Additionally, I’ve begun to enlist help for the dinner-related chores. I set out everything that needs to go to the table on the counter, and call in the kids when it’s time to set the table. They love this! I only end up bringing in the heavy or hot items…they set out the plates, condiments, napkins, and glasses. Not only does this actually help me, it keeps them occupied and injury-free for a solid 15 minutes.
Finally, I cook ahead and plan ahead as much as possible. In the early morning hours, the boys are really well-behaved. For this reason, the crock pot has been a life saver. If I take 5-10 minutes and start some chicken with our favorite barbecue sauce in the morning, my only real “cooking” during the pre-dinner witching hour consists of putting out rolls and throwing a salad together. If I have the energy before bed or on the weekend, I can roll out a pizza crust and partially bake it. All that’s left to do during the dinner hour is top it with sauce, cheese and veggies and bake it. You get the idea.
Here are a few of my favorite (nearly) instant family dinners that you can make even if your children, like mine, turn into raving lunatics at the mere sight of you preheating the oven…
- Crock Pot Tikka Masala: One jar of tikka masala sauce, half a jar of water, and two chicken breasts (or more, if desired) in the crock pot on low for 8 hours. Serve over rice (the only thing you’ll need to cook in the evening!).
- Chicken Gorgonzola Salad: If you grill on the weekends, grill two extra chicken breasts brushed with balsamic dressing. Store them in the fridge. Put chicken over baby salad greens with walnuts, gorgonzola, pears, and balsamic dressing.
- Homemade Pizza: I use this recipe . It’s easy, and takes only 30 minutes to rise. I bake it either really early in the morning, before the kids are up, or the night before, just until the dough is firm (not browned).
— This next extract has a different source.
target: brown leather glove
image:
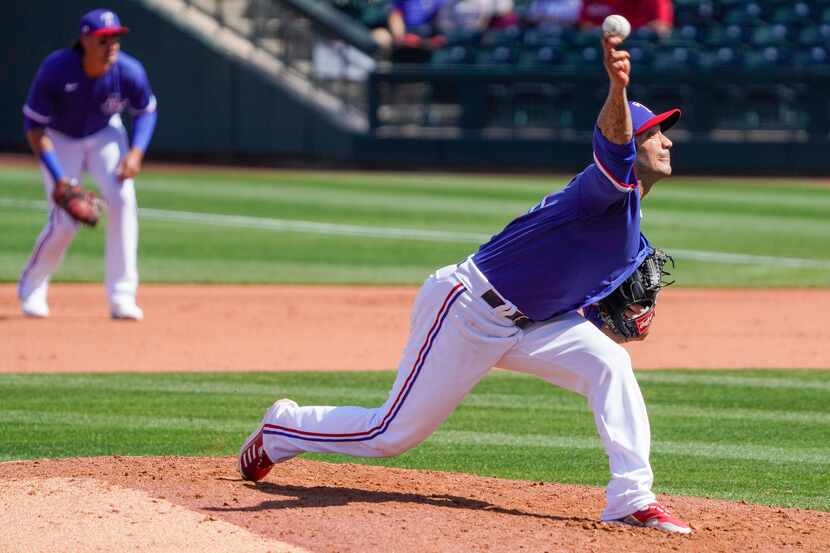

You can even wrap it in foil and freeze it. Simply top with sauce, cheese, veggies, pepperoni, ham, pineapple…whatever…and bake at 400 for about 15 minutes. You can also swap half the white flour for wheat flour easily in this recipe.
- Mexican Pizza: Make the same “do-ahead” crust as above, except top with fresh salsa (from the produce section at the grocery store), half a can of black beans, half a can of corn, and cheddar cheese. You can add chicken or steak if you have leftovers in the fridge. Bake at 400 until cheese is bubbly and serve with guacamole and sour cream.
- Spicy Chicken Crockpot Soup: Easiest soup ever…and relatively healthy! Pour four cups of low sodium chicken broth into the crock pot. Add one chopped chicken breast, a can of tomatoes with jalapeno peppers, a teaspoon of cumin, and half a teaspoon of black pepper. Cook on low for 8 hours. About 30 minutes before serving, add one can of drained, rinsed black beans and one can of drained, rinsed corn (frozen corn works, too, if that’s what you have on hand!). Leave in the crock pot on warm until ready to eat. Serve with tortilla chips, guacamole and cheddar cheese.
Do you have any fast (but still kind-of-homemade) go-to dinners for those nights when your kids are melting? I’d love to hear your suggestions to add to our rotation!